Over the past two decades, growing trade deficits with China and
other countries have eliminated millions of good manufacturing jobs in
the United States. These deficits are the single most important cause
of the loss of 5 million manufacturing jobs since 1997 (Houseman 2018),
roughly 30 percent of industry employment, and the disappearance of
nearly 90,000 U.S. manufacturing plants.
One reason we are so concerned about the loss of jobs caused by
flawed trade policies is that the jobs that are directly displaced are
often manufacturing jobs, which provide excellent wages and benefits,
especially compared to the service sector, where employment has been
growing. These manufacturing jobs have often been unionized, and have
generally provided higher wages, on-the-job training, and benefits like
health care and retirement security. And EPI research has shown that
the wage-suppressing effects of our poor approach to globalization and
trade has hit all workers without college degrees across the country--
of all races and ethnicities--not just those in manufacturing who have
lost jobs directly to import competition. While trade-displaced workers
face the largest individual losses, in the aggregate the costs of these
job losses are much smaller than the wider effects of downward pressure
on wages.
Manufacturing also supports millions of good jobs in high-wage
industries such as law, accounting, and engineering and technical
services. And it was also responsible for two-thirds of private sector
R&D in 2015, according to the National Science Foundation.

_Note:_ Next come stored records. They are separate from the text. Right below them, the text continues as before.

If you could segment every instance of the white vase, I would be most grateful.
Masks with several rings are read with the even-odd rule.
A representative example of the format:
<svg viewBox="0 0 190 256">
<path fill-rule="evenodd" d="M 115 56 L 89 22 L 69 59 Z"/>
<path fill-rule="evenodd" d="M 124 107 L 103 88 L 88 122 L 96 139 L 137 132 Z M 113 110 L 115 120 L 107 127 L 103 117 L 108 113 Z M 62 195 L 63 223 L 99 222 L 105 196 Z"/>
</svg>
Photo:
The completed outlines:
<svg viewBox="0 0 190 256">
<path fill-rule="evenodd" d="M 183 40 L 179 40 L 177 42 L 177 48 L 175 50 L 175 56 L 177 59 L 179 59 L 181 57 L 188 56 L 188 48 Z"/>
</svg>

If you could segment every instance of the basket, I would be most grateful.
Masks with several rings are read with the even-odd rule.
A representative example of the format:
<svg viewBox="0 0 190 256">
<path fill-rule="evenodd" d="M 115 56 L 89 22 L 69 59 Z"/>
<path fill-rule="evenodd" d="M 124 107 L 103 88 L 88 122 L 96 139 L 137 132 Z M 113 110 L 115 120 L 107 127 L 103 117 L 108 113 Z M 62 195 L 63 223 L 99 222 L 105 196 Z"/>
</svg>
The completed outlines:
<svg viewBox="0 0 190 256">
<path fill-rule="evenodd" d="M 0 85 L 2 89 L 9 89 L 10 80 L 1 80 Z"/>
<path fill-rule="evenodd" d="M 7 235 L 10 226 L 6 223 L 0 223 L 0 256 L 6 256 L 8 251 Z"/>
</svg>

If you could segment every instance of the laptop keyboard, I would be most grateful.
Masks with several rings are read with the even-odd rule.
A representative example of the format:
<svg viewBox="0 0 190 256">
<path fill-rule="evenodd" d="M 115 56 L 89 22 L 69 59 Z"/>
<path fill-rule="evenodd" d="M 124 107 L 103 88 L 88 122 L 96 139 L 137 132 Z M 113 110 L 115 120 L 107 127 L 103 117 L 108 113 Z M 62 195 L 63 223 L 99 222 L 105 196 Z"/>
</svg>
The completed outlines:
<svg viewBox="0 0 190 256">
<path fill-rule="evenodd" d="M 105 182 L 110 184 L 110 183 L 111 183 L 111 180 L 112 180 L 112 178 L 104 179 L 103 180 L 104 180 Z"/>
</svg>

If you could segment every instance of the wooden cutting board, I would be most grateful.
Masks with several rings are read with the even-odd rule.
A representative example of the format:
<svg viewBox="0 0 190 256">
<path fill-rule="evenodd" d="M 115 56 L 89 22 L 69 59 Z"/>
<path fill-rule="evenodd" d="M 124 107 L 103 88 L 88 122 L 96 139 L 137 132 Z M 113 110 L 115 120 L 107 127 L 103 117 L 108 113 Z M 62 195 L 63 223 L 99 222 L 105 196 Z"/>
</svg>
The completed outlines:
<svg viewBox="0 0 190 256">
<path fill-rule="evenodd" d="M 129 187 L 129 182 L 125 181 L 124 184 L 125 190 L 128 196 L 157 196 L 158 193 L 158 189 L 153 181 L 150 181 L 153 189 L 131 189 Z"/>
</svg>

Yet, instead of striving to create more good jobs with similar
qualities in infrastructure or the clean energy sector, or improving
the wages, labor standards, and quality of all jobs, the Trump
administration and Republicans in Congress have repeatedly attempted to
repeal or undermine the Affordable Care Act, to actively roll back or
stall basic labor standards (including killing a record-breaking number
of workplace safety and other labor regulations through unprecedented
use of the Congressional Review Act), and have failed to take action on
expanding meaningful retirement security for all. This Congress also
recently pushed through the Tax Cuts and Jobs Act, which is likely to
increase incentives to offshore production and profits of American
firms, by providing a major tax advantage for foreign profits over
domestic profits.
What we should be doing on trade policy
In conclusion, it is crucial that we work together to develop and
implement a strategic trade policy that aligns with our values and
goals, and that works as a complement to our domestic policy to create
good, skilled jobs in manufacturing, in agriculture, and in the service
sector. To do that, we need to recognize that our current and past
trade policies have failed on a number of fronts.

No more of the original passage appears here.